Former Republic Steel building sold
Fetches $750,000 from company in packaging industry
WARREN — The lone remaining trace of steelmaking on Pine Avenue SE was purchased for $750,000 by a northern California-based company that manufactures equipment and material for the flexible packaging industry.
The office building for the former Republic Steel was bought by New 999 Pine LLC, a company formed in August that, according to records with the Trumbull County Auditor’s office, shares a mailing address of Converting Technology in Milwaukee.
Converting Technology is an affiliate of San Rafael, Calif.-based PAC Machinery, which operates in the packaging industry. The Milwaukee location specializes in its own brand of pre-opened bags on a roll.
PAC Machinery also has a satellite location, Clamco, in Berea that makes bagging and shrink packaging systems.
Its ties to the packaging industry date to the 1950s. The privately held company’s products include heat- sealing equipment, vacuum sealers, automatic baggers, pre-opened bags on a roll and shrink packaging systems, according to the company’s website.
An email seeking comment was sent to PAC Machinery’s vice president of sales and marketing. Chuck Joseph, a Realtor with Platz Realty Group who helped broker the deal, said he did not know what may become of the building.
The sale of the 56,000-square-foot, two-story office building at 999 Pine Ave.

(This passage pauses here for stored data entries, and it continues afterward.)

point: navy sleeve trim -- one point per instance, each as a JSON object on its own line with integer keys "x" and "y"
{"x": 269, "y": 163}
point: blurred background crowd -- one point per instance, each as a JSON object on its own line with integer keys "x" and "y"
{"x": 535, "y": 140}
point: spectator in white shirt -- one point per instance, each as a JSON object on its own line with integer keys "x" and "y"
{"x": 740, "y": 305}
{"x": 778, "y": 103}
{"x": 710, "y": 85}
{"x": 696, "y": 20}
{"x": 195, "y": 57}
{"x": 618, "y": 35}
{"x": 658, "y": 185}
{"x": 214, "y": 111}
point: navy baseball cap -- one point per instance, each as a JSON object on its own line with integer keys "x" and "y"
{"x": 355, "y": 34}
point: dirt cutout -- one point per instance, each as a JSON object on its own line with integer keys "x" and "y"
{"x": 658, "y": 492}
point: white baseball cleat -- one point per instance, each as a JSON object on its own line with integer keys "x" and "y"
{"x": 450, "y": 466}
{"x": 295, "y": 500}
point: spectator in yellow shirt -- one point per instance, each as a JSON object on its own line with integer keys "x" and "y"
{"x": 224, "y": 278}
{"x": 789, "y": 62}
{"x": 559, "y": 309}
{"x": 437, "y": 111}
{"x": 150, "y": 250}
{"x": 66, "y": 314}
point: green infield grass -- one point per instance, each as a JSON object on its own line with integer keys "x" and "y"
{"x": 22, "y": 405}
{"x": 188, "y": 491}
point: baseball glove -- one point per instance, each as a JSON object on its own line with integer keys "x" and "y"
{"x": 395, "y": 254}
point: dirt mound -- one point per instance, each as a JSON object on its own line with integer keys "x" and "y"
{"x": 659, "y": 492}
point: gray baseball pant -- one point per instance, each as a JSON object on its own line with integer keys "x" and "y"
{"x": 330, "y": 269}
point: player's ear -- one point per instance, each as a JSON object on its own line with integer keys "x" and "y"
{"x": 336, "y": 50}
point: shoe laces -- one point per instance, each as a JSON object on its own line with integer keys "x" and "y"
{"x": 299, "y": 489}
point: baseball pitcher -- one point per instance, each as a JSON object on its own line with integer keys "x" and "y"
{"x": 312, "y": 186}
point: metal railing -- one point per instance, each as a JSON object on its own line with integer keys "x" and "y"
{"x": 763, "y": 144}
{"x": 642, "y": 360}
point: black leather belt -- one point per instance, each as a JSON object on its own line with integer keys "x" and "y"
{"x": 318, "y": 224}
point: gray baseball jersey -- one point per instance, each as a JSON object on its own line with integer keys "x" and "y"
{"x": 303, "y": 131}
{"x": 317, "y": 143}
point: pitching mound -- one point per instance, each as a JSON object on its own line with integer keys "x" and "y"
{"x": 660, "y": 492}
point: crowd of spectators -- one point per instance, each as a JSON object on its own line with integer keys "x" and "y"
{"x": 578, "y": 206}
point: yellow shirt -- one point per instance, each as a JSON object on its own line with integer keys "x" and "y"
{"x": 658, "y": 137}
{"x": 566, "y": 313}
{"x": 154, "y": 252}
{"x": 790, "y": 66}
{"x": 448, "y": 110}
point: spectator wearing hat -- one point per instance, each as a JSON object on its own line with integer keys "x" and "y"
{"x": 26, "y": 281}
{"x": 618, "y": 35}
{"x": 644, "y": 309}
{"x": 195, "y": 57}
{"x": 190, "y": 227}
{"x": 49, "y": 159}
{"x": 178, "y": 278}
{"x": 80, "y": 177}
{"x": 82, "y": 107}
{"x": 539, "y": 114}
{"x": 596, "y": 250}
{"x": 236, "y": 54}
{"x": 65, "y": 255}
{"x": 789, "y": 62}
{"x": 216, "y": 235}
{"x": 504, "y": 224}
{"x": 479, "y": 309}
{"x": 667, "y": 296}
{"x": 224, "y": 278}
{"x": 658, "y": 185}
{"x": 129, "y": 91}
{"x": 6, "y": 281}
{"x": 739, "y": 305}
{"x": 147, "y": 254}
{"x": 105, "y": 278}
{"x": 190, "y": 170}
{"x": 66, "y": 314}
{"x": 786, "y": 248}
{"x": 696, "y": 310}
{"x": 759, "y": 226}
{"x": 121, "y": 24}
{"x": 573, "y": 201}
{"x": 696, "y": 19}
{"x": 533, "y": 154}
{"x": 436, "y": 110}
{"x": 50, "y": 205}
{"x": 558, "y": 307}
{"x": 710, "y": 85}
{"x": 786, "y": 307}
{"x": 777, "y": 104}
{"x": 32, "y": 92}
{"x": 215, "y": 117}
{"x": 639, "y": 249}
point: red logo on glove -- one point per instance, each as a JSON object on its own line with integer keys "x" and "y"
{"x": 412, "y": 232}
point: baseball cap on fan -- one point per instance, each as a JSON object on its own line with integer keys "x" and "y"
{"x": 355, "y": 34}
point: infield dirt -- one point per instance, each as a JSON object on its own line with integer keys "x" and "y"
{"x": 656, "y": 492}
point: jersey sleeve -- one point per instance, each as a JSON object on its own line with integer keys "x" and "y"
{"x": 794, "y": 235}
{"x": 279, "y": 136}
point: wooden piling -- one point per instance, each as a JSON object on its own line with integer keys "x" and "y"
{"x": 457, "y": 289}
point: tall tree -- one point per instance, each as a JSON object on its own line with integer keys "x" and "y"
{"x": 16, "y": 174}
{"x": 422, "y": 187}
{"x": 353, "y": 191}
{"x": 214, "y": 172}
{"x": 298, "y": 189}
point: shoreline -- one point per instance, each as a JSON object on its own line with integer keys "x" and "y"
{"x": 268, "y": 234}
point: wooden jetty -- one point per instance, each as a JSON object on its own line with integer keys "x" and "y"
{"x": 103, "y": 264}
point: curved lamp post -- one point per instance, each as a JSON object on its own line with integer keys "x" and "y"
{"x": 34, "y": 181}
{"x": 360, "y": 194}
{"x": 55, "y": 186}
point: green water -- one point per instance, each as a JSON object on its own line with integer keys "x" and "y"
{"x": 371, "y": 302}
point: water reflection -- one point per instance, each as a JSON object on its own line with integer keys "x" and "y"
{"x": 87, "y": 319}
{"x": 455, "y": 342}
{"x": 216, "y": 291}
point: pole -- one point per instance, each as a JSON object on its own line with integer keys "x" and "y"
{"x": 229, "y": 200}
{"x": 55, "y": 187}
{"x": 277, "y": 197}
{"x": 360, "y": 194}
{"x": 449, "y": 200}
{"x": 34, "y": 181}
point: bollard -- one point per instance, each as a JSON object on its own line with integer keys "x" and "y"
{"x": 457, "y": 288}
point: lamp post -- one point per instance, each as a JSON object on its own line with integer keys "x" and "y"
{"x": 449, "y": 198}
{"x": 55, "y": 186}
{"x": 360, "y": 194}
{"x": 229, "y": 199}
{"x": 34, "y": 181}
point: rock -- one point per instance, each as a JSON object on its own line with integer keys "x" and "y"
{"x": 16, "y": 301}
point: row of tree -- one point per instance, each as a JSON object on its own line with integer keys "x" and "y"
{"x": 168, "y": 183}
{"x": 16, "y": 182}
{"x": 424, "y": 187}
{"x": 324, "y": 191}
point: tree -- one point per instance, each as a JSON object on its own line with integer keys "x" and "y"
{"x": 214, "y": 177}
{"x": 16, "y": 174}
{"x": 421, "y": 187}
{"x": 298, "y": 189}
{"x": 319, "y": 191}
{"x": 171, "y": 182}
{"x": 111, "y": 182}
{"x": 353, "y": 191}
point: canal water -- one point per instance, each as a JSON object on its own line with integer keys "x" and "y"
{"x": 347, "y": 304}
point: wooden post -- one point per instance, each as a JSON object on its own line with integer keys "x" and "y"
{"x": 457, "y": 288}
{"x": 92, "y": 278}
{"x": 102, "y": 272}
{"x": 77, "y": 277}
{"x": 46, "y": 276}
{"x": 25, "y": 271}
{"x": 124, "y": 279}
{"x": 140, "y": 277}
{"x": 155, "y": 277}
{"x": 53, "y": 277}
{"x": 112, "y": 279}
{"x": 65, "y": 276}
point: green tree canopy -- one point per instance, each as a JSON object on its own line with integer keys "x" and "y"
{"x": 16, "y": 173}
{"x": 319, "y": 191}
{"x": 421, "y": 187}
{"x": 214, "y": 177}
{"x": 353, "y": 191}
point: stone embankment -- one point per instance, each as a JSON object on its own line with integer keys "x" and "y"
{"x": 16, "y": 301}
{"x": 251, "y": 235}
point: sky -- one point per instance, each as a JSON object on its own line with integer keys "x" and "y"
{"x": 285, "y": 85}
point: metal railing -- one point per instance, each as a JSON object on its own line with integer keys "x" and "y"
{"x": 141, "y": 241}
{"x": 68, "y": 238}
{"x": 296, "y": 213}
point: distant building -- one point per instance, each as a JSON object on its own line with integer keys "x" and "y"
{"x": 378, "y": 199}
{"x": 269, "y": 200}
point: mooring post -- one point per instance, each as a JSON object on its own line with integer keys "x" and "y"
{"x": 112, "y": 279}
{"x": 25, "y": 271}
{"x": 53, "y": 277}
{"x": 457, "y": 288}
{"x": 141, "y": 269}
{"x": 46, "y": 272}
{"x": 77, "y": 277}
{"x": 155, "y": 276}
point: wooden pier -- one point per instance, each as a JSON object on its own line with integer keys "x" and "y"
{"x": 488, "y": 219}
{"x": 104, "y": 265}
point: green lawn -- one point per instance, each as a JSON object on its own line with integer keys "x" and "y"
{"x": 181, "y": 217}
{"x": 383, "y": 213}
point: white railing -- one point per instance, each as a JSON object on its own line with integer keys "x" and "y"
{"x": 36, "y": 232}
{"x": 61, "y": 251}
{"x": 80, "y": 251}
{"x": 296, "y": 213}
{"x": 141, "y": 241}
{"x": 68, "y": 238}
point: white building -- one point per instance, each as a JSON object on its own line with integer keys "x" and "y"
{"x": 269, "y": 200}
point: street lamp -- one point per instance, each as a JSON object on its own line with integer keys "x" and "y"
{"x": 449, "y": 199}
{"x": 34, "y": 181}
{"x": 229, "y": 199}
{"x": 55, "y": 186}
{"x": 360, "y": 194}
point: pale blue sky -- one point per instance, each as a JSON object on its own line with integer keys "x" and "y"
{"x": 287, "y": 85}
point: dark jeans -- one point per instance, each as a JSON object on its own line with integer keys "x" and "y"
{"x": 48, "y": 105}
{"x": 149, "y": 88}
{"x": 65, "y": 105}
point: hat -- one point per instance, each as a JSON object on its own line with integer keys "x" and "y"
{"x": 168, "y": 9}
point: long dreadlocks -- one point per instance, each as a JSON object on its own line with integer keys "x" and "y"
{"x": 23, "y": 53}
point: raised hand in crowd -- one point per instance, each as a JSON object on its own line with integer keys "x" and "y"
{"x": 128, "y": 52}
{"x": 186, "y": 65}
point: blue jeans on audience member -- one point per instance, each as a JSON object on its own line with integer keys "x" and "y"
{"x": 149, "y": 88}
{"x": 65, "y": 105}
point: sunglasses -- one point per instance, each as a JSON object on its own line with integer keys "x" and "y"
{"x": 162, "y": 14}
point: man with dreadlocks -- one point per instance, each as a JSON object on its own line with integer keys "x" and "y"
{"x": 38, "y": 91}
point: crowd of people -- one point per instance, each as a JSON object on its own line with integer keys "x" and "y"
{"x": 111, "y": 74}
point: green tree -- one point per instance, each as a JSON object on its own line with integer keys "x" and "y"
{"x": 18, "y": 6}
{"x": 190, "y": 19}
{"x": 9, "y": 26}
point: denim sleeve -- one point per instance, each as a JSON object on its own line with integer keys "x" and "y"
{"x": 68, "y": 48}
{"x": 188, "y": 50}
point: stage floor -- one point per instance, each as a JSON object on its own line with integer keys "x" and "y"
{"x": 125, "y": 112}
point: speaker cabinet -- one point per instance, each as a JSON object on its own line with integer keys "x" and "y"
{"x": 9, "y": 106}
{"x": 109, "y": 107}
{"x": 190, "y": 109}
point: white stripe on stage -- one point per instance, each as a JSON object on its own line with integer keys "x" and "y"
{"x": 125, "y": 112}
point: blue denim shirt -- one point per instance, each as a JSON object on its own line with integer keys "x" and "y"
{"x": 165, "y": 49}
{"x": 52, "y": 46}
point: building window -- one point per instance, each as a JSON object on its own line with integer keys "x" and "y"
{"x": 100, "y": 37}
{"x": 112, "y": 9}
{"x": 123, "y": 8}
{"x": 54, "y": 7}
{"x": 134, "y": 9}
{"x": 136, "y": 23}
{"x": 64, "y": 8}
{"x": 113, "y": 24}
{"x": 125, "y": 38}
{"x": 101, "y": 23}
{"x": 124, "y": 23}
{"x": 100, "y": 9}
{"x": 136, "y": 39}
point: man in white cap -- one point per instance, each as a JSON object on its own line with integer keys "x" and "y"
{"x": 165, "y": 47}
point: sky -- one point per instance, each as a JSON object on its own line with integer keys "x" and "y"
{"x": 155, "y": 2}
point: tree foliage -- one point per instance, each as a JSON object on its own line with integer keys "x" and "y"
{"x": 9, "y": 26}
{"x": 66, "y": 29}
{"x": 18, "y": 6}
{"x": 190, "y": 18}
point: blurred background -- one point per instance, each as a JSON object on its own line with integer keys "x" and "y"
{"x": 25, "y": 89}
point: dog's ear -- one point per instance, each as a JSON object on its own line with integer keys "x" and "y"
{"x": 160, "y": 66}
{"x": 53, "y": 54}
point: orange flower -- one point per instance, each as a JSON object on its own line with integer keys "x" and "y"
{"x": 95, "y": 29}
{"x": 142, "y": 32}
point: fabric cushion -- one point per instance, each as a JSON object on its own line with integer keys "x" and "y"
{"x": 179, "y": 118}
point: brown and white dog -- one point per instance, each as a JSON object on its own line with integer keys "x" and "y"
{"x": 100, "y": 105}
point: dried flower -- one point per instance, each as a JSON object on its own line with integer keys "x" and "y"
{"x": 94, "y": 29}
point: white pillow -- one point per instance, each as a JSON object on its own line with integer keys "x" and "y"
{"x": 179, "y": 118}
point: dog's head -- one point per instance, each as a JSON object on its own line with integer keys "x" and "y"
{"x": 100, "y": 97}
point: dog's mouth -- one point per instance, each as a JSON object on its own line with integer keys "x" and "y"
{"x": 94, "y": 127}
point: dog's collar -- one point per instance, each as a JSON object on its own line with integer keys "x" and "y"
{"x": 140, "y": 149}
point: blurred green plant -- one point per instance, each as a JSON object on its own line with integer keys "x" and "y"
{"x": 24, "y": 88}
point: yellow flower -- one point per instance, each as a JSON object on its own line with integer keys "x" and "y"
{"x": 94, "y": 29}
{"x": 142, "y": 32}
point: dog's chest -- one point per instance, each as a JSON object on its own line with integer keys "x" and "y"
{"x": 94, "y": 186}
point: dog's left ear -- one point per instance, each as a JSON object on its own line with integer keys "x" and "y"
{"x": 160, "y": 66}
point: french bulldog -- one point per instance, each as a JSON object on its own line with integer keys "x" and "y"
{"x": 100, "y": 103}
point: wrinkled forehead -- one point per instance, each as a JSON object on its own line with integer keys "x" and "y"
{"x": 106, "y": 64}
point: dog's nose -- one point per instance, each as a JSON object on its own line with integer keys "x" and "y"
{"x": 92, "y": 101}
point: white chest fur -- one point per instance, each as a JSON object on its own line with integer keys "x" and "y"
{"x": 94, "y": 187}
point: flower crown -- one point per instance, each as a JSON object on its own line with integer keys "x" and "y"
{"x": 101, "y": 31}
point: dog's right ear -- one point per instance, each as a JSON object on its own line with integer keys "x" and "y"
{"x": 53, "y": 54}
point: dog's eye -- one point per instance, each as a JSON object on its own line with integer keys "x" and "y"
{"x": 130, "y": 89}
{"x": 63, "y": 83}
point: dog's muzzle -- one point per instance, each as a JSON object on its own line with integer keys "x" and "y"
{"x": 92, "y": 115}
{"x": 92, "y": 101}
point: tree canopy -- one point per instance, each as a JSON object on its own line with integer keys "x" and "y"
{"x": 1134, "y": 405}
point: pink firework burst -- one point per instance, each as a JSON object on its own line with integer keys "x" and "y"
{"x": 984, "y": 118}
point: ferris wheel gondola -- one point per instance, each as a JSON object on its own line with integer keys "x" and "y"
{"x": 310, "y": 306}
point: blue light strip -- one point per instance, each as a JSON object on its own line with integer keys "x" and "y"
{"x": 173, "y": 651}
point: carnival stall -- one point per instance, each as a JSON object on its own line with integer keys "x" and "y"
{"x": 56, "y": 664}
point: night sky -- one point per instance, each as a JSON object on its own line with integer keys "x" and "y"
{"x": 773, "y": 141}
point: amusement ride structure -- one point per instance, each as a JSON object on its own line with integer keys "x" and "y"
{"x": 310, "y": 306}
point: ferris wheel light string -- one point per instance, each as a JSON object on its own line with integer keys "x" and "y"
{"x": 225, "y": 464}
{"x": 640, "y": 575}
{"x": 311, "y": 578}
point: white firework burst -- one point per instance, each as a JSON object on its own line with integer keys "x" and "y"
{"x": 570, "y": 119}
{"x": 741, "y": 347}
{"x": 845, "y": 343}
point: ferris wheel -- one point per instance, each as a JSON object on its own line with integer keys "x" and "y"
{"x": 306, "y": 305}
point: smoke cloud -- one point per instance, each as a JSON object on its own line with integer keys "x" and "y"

SE and the 6.41 acres it sits on was final Sept. 18. The land is valued for taxes at $97,200 and building, $402,800, the auditor’s office shows.
Its previous owner, 999 Pine Avenue LLC of Lisbon, operated by Andrew Blocksom, purchased the building and land for $215,000 in July 2019 from the Community Improvement Corporation of Warren and Trumbull County, according to auditor’s records.
The former Tech Belt Energy Innovation Center in Warren, known now as BRITE Energy Innovators, acquired the property in December 2014 from BDM Warren Steel Holdings and held onto it until unloading it to the CIC in January 2018.
The building is immediately adjacent to the site where for more than 100 years steel was made by several companies, starting with Trumbull Steel Co.
Republic Steel assumed the name of the mill in 1930 and merged with LTV in 1984, but two years later, the company filed bankruptcy. The Renco Group Inc. bought the mill and renamed it Warren Consolidated Industries Inc., or WCI.
Over the coming years, WCI filed bankruptcy, from which it emerged in 2003, and sold the mill to OAO Severstal in 2008.
RG Steel LLC, a new entity of the Renco Group, bought the mill in 2011. In September 2012, RG Steel declared bankruptcy, leaving 1,200 employees out of work. BDM Warren Steel Holdings bought the mill later that year and started looking for a new buyer, but with no buyers in sight, it auctioned parts of the mill in spring 2013 and began tearing down buildings and started to market the land. The blast furnace, the last remaining blast furnace in Trumbull and Mahoning counties, was torn down in 2017.
The site is now a vacant brownfield that officials are hoping to redevelop.